林盏就在那个地下室里,听着那个声音絮絮叨叨地讲着过去。她感觉不到时间的流逝,只觉得温暖。
不知过了多久,天亮了。
林盏的头靠在留声机上,睡着了。
喇叭里,沈砚之的声音还在继续:“阿盏,天亮了。该醒了。”
林盏没有动。
她死了。
也许是太累了,也许是终于听到了那个道歉,心里的那股气泄了,她就这么安详地走了。
地下室里,那台破旧的留声机突然发出“咔哒”一声脆响,随后,唱针自动抬起,转盘缓缓停止。
再也没有声音了。
几天后,房东发现了林盏的尸体。警察来调查,在她的遗物里找到了很多奇怪的东西。其中,有一张被烧焦了一半的黑白照片。

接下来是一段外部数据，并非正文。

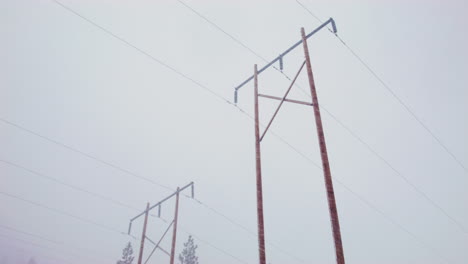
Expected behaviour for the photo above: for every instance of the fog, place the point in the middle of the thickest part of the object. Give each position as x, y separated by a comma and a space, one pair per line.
108, 105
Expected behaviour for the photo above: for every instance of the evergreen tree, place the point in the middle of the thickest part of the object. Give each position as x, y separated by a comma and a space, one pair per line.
188, 255
127, 255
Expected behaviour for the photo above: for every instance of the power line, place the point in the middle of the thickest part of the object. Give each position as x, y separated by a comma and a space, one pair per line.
405, 179
394, 95
60, 243
57, 211
148, 55
80, 218
141, 51
379, 156
34, 245
97, 195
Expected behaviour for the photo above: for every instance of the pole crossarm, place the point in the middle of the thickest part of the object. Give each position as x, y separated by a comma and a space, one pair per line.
282, 100
156, 245
280, 57
286, 99
192, 188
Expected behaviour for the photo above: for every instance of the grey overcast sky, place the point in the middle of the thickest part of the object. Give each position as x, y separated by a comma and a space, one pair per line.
114, 113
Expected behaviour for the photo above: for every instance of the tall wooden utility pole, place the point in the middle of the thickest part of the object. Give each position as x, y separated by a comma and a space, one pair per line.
143, 235
258, 166
174, 232
323, 149
325, 165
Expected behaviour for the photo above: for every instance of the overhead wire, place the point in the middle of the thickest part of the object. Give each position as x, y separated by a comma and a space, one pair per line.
81, 218
393, 94
61, 212
378, 155
405, 179
23, 241
144, 53
50, 240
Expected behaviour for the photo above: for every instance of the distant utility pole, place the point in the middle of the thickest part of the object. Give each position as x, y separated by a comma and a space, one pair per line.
143, 235
321, 138
173, 224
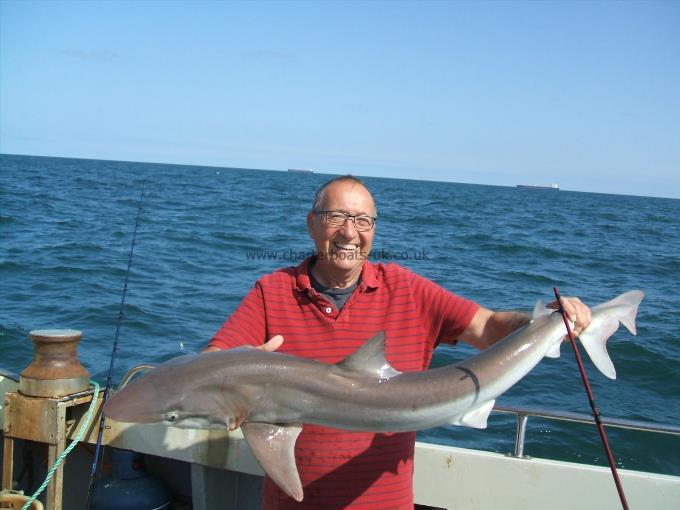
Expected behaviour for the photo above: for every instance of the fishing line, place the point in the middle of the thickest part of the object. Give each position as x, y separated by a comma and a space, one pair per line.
591, 398
114, 351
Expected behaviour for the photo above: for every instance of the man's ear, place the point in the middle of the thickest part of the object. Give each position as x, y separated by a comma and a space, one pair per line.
310, 222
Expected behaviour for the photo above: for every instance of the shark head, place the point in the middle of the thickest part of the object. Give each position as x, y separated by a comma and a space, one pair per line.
172, 394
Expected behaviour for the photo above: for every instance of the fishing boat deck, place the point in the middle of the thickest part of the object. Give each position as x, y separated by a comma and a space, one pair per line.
219, 467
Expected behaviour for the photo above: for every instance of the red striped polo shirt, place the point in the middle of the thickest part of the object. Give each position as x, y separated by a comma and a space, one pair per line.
338, 468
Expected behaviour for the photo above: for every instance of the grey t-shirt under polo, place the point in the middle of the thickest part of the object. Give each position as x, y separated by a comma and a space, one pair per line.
337, 297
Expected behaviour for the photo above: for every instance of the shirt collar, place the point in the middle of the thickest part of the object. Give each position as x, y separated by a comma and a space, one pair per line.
369, 279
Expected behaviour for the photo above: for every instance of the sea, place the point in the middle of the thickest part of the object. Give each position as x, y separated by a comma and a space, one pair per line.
206, 234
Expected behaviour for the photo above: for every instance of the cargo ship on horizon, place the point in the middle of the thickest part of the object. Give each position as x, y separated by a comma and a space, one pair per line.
538, 186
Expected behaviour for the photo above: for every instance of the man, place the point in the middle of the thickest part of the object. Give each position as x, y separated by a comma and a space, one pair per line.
325, 309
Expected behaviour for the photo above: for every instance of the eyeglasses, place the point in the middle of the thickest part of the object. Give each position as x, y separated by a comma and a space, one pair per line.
362, 222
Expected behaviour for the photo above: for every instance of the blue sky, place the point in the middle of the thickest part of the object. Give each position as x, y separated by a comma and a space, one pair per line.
578, 93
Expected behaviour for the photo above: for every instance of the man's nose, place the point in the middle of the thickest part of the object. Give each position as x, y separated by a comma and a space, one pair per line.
349, 229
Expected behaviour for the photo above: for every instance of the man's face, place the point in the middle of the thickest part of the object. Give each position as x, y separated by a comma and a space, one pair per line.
342, 248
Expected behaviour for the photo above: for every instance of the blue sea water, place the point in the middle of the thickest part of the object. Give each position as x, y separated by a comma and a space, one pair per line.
206, 234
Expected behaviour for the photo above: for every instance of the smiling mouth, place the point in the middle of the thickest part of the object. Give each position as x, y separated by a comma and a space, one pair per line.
345, 246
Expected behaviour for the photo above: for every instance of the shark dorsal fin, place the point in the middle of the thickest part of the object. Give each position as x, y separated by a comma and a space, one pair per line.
370, 359
540, 310
274, 448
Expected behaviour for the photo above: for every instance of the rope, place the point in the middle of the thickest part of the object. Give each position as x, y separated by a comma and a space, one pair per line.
79, 436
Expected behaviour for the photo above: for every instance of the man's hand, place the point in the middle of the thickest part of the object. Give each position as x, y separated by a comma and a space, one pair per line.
274, 343
577, 312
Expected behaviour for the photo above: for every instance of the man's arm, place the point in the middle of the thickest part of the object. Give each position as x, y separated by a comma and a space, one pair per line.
488, 327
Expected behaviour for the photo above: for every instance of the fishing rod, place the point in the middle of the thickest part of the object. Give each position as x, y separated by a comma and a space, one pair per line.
591, 399
114, 351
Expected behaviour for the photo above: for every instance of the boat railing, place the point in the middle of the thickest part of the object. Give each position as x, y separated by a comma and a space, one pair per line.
523, 414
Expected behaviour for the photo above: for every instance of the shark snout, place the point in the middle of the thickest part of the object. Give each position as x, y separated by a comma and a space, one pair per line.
134, 404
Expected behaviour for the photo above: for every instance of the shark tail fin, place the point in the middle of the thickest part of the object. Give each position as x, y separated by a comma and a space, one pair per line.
605, 321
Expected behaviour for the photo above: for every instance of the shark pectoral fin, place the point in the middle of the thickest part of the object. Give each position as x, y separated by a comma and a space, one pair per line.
274, 448
477, 416
370, 358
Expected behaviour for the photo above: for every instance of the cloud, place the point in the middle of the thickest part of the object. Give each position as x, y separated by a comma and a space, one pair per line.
269, 54
91, 55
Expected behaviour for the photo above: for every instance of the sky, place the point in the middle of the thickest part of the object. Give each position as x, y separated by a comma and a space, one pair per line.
583, 94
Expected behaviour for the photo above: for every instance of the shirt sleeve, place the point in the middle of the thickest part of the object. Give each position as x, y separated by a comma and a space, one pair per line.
246, 326
444, 313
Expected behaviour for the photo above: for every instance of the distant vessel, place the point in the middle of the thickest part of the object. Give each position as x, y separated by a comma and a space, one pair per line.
536, 186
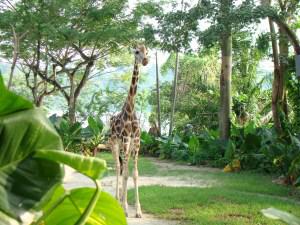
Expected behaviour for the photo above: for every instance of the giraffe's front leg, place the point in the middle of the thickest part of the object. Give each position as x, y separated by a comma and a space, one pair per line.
126, 148
115, 151
135, 178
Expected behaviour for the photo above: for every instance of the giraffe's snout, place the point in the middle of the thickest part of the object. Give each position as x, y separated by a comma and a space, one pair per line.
145, 61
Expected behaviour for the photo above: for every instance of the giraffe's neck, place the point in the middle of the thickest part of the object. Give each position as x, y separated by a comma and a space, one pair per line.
130, 101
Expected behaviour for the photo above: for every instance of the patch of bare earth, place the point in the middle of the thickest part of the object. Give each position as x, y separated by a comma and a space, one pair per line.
169, 165
75, 180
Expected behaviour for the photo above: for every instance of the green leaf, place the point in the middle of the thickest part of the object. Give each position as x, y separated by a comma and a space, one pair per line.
106, 212
10, 102
281, 215
89, 166
26, 181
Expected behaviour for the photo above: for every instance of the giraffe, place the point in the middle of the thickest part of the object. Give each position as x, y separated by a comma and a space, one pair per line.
125, 136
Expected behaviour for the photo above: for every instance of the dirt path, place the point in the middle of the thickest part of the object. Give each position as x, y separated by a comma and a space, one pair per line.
74, 180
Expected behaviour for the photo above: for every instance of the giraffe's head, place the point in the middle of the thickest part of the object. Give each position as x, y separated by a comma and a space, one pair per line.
141, 54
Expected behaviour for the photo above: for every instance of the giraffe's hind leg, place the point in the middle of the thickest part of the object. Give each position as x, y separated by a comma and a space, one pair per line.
126, 149
136, 148
116, 153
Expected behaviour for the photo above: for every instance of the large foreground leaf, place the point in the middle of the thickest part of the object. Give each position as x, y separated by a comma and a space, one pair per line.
107, 210
24, 181
89, 166
10, 102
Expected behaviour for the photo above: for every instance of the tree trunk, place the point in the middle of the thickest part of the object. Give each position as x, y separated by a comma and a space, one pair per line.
226, 70
225, 86
174, 94
283, 56
158, 97
15, 58
277, 83
71, 102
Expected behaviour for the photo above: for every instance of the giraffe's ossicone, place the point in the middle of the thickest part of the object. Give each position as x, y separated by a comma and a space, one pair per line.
125, 136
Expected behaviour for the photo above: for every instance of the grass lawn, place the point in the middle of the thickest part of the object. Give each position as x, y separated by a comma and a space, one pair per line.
236, 198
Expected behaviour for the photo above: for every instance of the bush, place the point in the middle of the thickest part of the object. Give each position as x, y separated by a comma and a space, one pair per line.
149, 145
79, 139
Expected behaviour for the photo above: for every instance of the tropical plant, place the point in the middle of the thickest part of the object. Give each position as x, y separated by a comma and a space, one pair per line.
149, 145
31, 155
77, 138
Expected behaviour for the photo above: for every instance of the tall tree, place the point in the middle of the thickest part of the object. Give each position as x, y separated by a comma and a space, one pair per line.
226, 70
72, 36
158, 96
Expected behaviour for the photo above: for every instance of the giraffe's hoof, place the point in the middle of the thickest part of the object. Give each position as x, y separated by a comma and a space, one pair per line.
138, 215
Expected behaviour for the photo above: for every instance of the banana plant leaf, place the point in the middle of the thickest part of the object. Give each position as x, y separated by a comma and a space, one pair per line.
89, 166
25, 182
106, 212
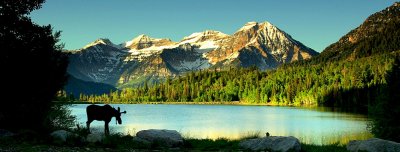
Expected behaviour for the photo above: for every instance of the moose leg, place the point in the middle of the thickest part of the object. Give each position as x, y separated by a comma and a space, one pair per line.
88, 124
106, 130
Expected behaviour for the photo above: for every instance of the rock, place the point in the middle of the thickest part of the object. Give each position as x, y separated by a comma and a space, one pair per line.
165, 138
95, 137
5, 133
61, 135
272, 143
140, 140
373, 145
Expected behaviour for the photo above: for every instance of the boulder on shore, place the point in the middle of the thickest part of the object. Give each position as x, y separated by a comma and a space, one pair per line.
373, 145
95, 137
272, 143
5, 133
167, 138
61, 135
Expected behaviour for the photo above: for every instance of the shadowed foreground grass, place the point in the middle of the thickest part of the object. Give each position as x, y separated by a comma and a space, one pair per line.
121, 142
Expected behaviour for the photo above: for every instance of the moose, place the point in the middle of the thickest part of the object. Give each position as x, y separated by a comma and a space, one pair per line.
102, 113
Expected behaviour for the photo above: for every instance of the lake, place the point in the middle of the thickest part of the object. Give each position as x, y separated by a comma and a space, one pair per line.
309, 125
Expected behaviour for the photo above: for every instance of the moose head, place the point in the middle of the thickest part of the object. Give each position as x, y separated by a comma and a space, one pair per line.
118, 115
103, 113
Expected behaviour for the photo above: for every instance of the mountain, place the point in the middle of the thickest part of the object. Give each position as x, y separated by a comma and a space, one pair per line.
379, 33
147, 59
100, 61
260, 44
77, 86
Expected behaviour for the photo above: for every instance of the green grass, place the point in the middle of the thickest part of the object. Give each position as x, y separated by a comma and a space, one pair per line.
126, 142
323, 148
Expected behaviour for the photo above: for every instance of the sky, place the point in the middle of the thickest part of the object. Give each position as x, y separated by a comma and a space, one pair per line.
315, 23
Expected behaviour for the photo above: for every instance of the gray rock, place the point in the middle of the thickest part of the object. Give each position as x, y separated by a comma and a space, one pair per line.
272, 143
373, 145
167, 138
5, 133
61, 135
95, 137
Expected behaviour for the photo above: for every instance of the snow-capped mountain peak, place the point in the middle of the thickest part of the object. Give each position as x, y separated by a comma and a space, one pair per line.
255, 44
143, 41
248, 26
103, 41
203, 36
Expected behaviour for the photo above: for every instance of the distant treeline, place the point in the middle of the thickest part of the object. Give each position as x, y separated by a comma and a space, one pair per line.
336, 83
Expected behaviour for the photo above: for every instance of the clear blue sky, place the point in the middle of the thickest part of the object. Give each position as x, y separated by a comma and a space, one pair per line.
316, 23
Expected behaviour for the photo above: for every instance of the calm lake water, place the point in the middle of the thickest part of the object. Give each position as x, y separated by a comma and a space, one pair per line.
317, 126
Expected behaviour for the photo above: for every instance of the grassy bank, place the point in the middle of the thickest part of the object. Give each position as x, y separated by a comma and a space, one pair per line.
121, 142
190, 103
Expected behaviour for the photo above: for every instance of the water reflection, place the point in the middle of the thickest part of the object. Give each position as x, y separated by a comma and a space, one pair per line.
228, 121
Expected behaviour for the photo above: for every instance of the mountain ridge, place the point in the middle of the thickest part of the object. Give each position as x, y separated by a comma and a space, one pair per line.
144, 58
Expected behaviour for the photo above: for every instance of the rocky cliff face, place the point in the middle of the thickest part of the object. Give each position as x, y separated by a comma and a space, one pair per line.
150, 59
259, 44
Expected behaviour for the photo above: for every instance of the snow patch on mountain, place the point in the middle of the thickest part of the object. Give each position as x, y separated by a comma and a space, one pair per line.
199, 63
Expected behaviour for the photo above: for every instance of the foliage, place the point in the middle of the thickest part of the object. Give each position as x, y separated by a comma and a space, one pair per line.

照片上,是一个穿着灰布长衫的少年,蹲在门口擦留声机。
警察把这归咎于一个孤寡老人的臆想。
没有人知道,在那个瞬间,当林盏闭上眼的刹那,两个时空终于完成了最后一次交接。
沈砚之最后的一缕残魂,随着林盏的离去,也彻底消散了。
但在消散前,他终于看见了林盏的模样,不是外婆的替身,不是梦里的虚影,而是那个固执地闯进他生命里,为了和他在一起不惜毁天灭地的林盏。
“这次,换我来等你了。”沈砚之消散在风中,嘴角带着笑。
后来,那个地下室被清理干净。那台破留声机被当作垃圾处理掉了。
但在某个二手市场的角落里,偶尔会有年轻人买走一张老黑胶唱片。当他们把它放在唱机上,指针落下,除了音乐,还会听到一阵极轻微的、像是叹息般的风声。
如果你仔细听,那风声里似乎在低语:
“阿盏,下次别走那条巷子了。”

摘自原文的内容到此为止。